The chapter considers the similarities and differences between economic and social rights monitoring and traditional fact-finding approaches, which have tended to focus on how to investigate violations of physical integrity such as torture, extrajudicial executions, disappearances and arbitrary detention.
It argues that the methodologies used in such cases—typically focused on events-based analysis, including gathering testimony from victims and witnesses to establish a violation, violator and a remedy—are ill-equipped to address chronic failures to fulfill economic and social rights. Instead, more policy-based analysis is needed, and this in turn has implications for what information is prioritized, the way it is analyzed, and to what ends it is used.

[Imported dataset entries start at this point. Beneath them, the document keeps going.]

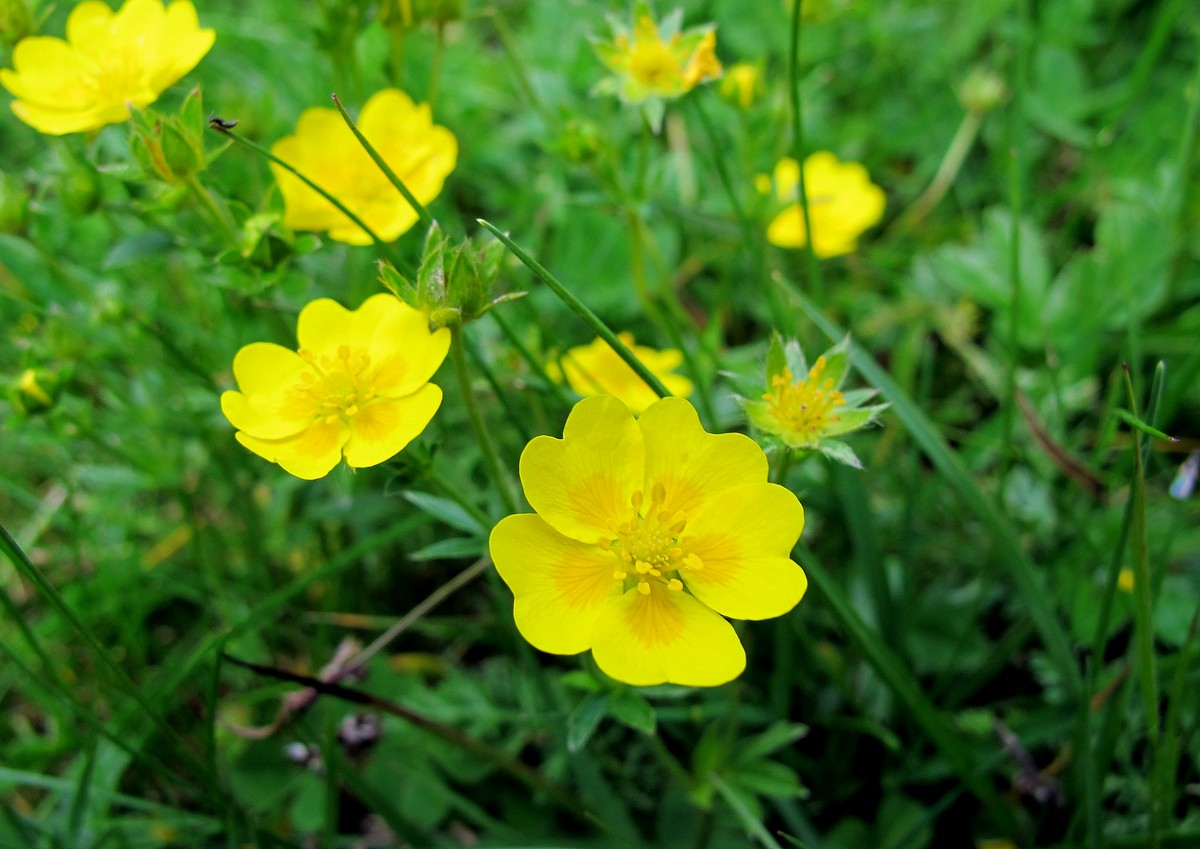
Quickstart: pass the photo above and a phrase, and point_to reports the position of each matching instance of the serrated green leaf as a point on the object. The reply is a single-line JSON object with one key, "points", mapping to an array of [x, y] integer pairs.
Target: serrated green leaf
{"points": [[582, 722], [444, 510]]}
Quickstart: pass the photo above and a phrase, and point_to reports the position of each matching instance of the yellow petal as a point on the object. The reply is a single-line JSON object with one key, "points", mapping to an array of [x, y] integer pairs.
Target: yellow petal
{"points": [[383, 427], [186, 44], [582, 483], [403, 350], [561, 584], [744, 536], [691, 464], [666, 637], [310, 455]]}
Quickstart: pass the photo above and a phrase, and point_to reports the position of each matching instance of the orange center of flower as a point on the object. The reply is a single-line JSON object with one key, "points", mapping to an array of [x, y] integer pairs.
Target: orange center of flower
{"points": [[805, 408], [648, 547], [335, 387]]}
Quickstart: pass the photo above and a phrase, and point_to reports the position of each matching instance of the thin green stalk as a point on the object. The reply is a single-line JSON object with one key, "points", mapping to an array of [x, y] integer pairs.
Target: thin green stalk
{"points": [[955, 474], [483, 435], [271, 157], [798, 149], [423, 214], [1017, 180], [219, 215], [520, 71], [905, 687], [581, 309], [947, 170], [534, 365], [1144, 625], [30, 572], [751, 238]]}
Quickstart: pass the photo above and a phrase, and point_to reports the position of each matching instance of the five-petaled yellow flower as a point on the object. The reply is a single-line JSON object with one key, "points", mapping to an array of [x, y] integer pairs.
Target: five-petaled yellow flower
{"points": [[648, 533], [323, 149], [108, 64], [843, 203], [357, 387], [598, 369]]}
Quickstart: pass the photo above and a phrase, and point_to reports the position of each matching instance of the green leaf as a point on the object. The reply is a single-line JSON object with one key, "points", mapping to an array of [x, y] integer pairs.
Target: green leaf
{"points": [[629, 708], [444, 510], [582, 722]]}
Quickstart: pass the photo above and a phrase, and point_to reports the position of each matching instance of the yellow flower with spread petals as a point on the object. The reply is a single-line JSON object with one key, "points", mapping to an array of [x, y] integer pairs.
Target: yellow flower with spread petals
{"points": [[108, 64], [648, 533], [323, 149], [357, 387], [843, 203], [598, 369]]}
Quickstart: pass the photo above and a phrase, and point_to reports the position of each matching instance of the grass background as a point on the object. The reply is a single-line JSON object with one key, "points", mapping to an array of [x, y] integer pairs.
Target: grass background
{"points": [[964, 667]]}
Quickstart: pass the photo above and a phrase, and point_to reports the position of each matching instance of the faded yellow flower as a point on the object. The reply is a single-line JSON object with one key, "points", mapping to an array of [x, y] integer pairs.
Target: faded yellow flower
{"points": [[358, 386], [843, 203], [323, 149], [742, 84], [109, 62], [647, 534], [598, 369], [654, 61]]}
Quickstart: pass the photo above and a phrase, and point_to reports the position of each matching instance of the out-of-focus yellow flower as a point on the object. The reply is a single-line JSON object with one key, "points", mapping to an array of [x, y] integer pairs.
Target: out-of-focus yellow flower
{"points": [[843, 203], [648, 533], [1126, 580], [742, 84], [357, 387], [598, 369], [323, 149], [804, 408], [654, 61], [109, 62]]}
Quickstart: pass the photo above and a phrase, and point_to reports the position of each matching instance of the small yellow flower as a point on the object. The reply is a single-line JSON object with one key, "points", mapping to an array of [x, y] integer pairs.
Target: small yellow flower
{"points": [[648, 533], [598, 369], [843, 203], [323, 149], [108, 64], [807, 413], [742, 84], [654, 61], [1126, 580], [357, 387]]}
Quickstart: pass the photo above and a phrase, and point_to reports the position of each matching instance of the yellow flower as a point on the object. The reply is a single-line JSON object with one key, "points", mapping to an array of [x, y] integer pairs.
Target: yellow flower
{"points": [[108, 64], [807, 413], [1126, 580], [647, 533], [843, 203], [742, 84], [598, 369], [357, 387], [655, 61], [323, 149]]}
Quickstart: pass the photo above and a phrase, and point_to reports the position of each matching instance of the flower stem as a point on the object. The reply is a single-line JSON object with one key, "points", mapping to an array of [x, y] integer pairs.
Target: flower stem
{"points": [[483, 435], [271, 157], [793, 90], [580, 308], [421, 212]]}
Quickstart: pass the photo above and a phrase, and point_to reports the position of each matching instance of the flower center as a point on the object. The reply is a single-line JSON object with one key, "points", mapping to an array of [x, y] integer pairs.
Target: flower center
{"points": [[649, 547], [805, 408], [335, 387]]}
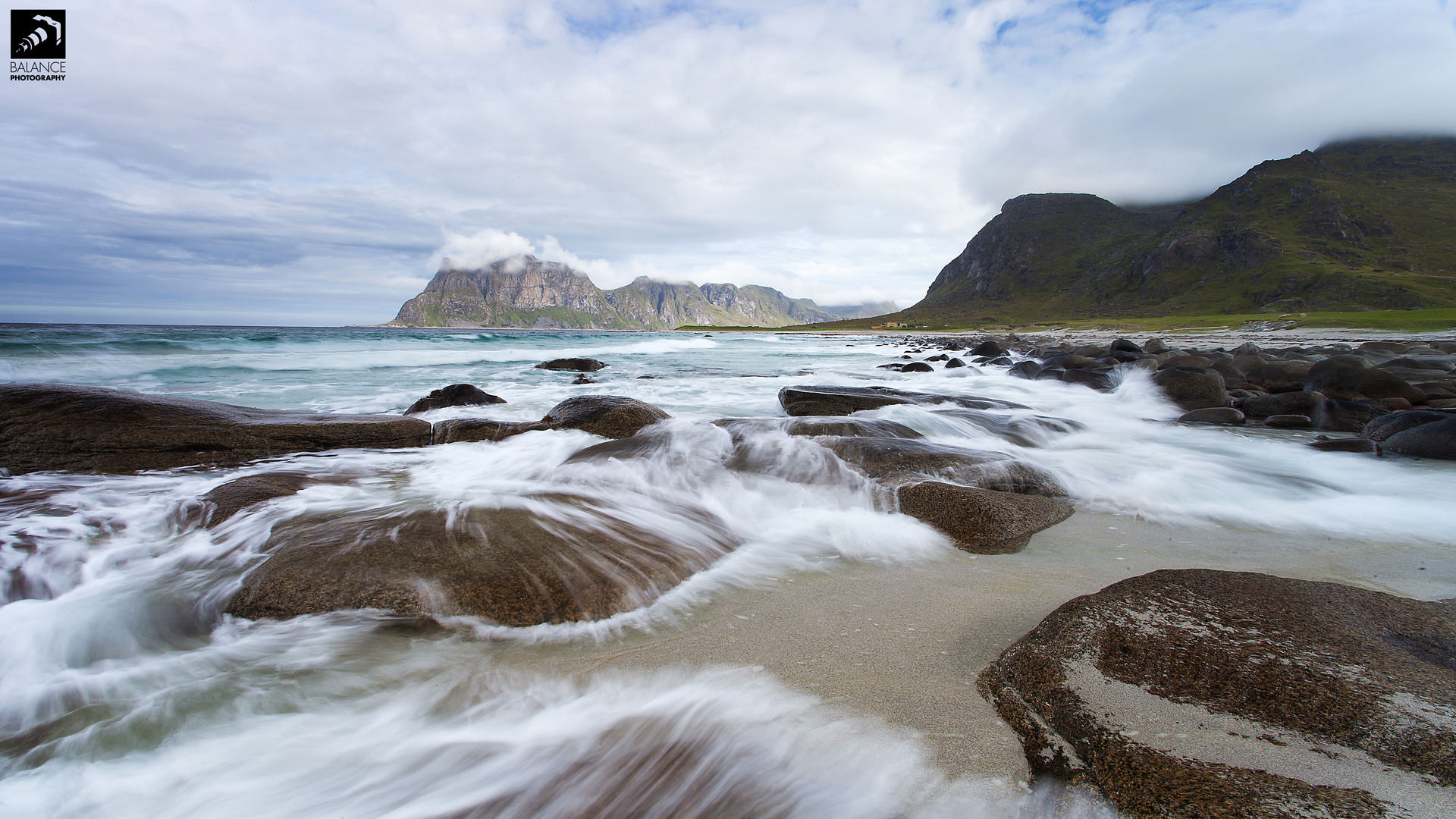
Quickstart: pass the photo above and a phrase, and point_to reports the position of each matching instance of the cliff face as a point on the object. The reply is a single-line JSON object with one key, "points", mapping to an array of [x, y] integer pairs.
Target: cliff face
{"points": [[1356, 224], [528, 292]]}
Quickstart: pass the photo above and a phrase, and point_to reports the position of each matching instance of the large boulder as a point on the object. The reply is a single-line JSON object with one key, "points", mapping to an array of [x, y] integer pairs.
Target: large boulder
{"points": [[1280, 376], [1299, 403], [509, 566], [606, 416], [453, 395], [1335, 416], [1199, 692], [1436, 439], [845, 400], [899, 461], [232, 497], [456, 430], [837, 426], [93, 428], [982, 521], [573, 365], [1351, 378], [1193, 388]]}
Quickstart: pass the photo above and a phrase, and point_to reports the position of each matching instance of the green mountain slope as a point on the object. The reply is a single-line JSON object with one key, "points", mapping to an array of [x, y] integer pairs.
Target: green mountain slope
{"points": [[1362, 224]]}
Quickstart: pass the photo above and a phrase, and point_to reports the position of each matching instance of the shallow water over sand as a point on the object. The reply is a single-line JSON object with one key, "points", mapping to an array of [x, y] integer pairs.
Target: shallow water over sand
{"points": [[126, 691]]}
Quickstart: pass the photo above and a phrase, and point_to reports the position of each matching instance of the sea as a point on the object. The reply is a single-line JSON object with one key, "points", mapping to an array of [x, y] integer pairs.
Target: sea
{"points": [[127, 692]]}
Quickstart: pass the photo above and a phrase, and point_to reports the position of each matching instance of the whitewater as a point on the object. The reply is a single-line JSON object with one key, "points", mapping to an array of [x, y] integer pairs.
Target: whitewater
{"points": [[775, 682]]}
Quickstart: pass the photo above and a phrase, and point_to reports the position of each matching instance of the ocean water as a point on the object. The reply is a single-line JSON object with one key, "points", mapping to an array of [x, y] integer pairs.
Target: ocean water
{"points": [[124, 691]]}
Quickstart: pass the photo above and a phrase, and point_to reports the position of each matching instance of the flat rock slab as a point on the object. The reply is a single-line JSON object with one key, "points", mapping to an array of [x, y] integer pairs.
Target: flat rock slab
{"points": [[845, 400], [982, 521], [93, 428], [1200, 692], [510, 566]]}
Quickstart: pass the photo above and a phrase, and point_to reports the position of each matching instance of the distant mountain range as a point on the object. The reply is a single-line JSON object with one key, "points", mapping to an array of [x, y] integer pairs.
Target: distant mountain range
{"points": [[1353, 226], [532, 293]]}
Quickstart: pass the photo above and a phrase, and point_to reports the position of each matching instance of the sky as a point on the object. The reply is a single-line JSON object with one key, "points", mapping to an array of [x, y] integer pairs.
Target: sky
{"points": [[312, 162]]}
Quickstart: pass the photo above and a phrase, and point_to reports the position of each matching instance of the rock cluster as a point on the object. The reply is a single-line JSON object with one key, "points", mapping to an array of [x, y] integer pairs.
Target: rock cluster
{"points": [[1337, 388], [1199, 692]]}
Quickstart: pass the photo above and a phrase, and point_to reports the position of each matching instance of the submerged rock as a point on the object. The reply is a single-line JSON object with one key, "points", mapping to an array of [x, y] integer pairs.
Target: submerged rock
{"points": [[573, 365], [982, 521], [845, 400], [453, 395], [232, 497], [606, 416], [1199, 692], [92, 428], [897, 461], [509, 566]]}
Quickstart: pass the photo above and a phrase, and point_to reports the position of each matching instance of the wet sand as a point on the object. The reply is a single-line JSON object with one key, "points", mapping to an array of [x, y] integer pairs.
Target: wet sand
{"points": [[906, 643]]}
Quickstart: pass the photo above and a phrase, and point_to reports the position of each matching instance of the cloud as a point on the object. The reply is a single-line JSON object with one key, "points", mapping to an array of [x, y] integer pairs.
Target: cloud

The chapter explores efforts to broaden the research methods used in economic and social rights monitoring—in particular the increasing use of quantitative methods widely applied in the social sciences and development practice. It discusses a range of approaches– including use of rights-based indicators, social audit techniques, budget analysis and econometrics – reflecting on the comparative strengths and weaknesses of quantification in human rights monitoring. Referencing a case study from Guatemala, where CESR’s OPERA Framework was used to integrate such techniques to uncover patterns of socio-economic rights deprivations and then link these deprivations to inequitable government policies, the chapter argues that investigations of economic and social rights would be strengthened by adopting a holistic, mixed-methods approach.
Other chapters develop and expand on the issues involved in investigating, measuring, and monitoring human rights violations. The book advances thinking in the human rights field significantly by using an interdisciplinary approach that combines perspectives from many areas of expertise including international law, political science, forensics, informatics, and critical theory. Many of the chapters consider conceptual and practical challenges relevant to investigating economic and social rights. These include issues such as exploring methods for using social science in human rights research; a case study of participatory mapping in Kenya concerning issues such as health, water, and education; and the technical and ethical challenges of using social media and big data in human rights investigations. Another chapter considers how traditional fact-finding approaches can reproduce global hierarchies and argues for a more thoughtful, participatory approach to investigation and monitoring.
Transforming the theory and practice of human rights fact-finding is crucial to ensuring meaningful accountability for violations of economic and social rights. As such, CESR was honored to be a part of this boundary-pushing collection.